Numerous other elements of Carlson’s spiel covered similarly fraught terrain. There was his description of George Floyd, the Black man killed by police in Minnesota in 2020, as “an armed robber [who died] of a drug O.D.” Or his assessment that President Biden wanted White American life expectancy to drop more quickly.
“There are too many White people!” Carlson said, pretending to be Biden. “It’s their fault!”
Most cringe-inducing, though, was his assessment of Vice President Harris. The theme of the video was that the elites or whoever wanted former U.N. ambassador Nikki Haley to be the GOP nominee instead of Trump so that they didn’t have to rely on Biden or something. And they couldn’t replace Biden because that would leave Harris (somehow), and people don’t like her.
Then he got to the assertion that he had probably constructed this whole mythology around in the first place.

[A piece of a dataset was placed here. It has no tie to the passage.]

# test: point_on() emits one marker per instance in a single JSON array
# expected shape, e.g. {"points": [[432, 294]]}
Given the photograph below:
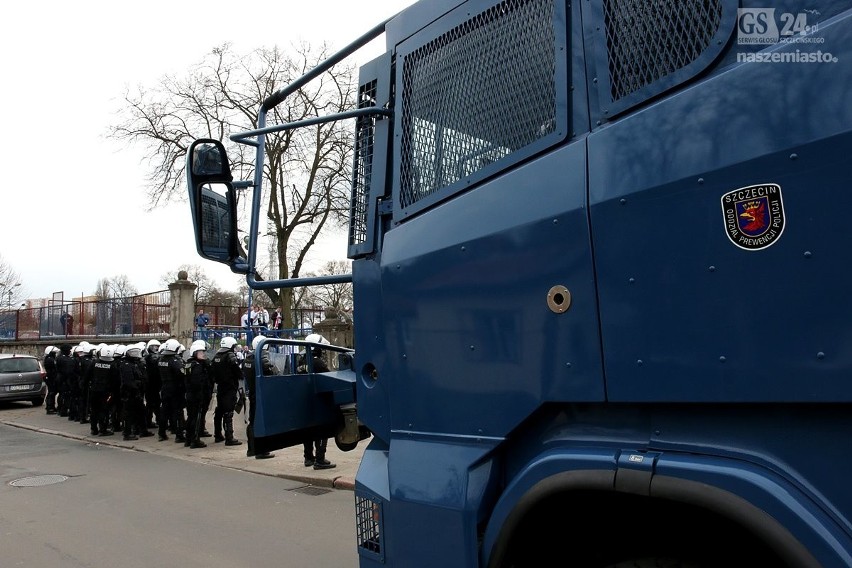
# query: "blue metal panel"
{"points": [[464, 304], [686, 314]]}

“Harris is a member of the new master race,” he said. “[So] she cannot be booted off a presidential ticket. She must be shown maximum respect at all times, no matter what she says or does.”
I mean, that’s it, isn’t it? That’s the thesis that undergirds so much of Trump’s support and right-wing politics in general: that non-White people are protected by wokeism and boosted by White guilt. Polls that show Republicans as more likely to say that Whites and men are targets of discrimination than Black Americans are simply another manifestation of the same thing.
But take a step back and consider what Carlson is saying: that Harris, who identifies as both Black and Indian, is nonetheless part of “a master race.” What is that race? Being non-White, apparently.
At another point, Carlson suggested that Whites didn’t deserve to be targeted by Biden (which they aren’t) because, among other things, they are suffering from the fact that “they will soon be a minority in the country their ancestors founded.” (Itself an arguable assertion.)
He’s referring to data like this, from the Census Bureau, suggesting that White Americans will no longer be a majority of the population by the mid-2040s.
But that graph is misleading. While White Americans will not constitute half the population (assuming the Census Bureau’s estimates are on the mark), Whites will still be a plurality of the population. They’ll still be the most dominant racial group.
But Carlson already tipped his hand on this. Harris is “the master race” because she’s non-White and, according to Carlson and Co., all non-Whites act in concert to undermine the White majority.
This is a common worldview that New York University researcher Eric Knowles calls the “minority collusion” belief. He and his colleagues conducted research in the period when Trump was emerging as the leader of the Republican Party and found an increase among White Americans in sentiments that presented Black, Hispanic, Asian and other non-White groups as somehow aligned in challenging the power of Whites. That overall increase in belief in “minority collusion,” though, was solely a function of the rise among White Republicans.
In reality, different racial groups are constantly jockeying for power and influence. America’s increased diversity means that White-centric power diverges increasingly from the population — and that efforts to ensure the preservation of White dominance are increasingly obvious.
It’s also useful to remember that, even in 2050, higher percentages of Hispanic and Asian U.S. residents will be immigrants, many of whom will be unable to vote. That challenge to White political power, then, will still be a few years off.
Those immigrants, meanwhile, have been the key to America’s continued population — and therefore economic — growth. Compare the United States with China, for example.
So much of Republican politics is rooted in this idea that Whites are unfairly losing influence or that their opponents are granting unfair benefits to this aggregated non-White population (rather than working to ameliorate Whites’ systemic advantages).
Somehow, the heir of a frozen-food fortune who attended elite schools before being fired from all three major cable news networks and being begged by the world’s richest man to provide content for his social media platform fails to see how U.S. society distributes power.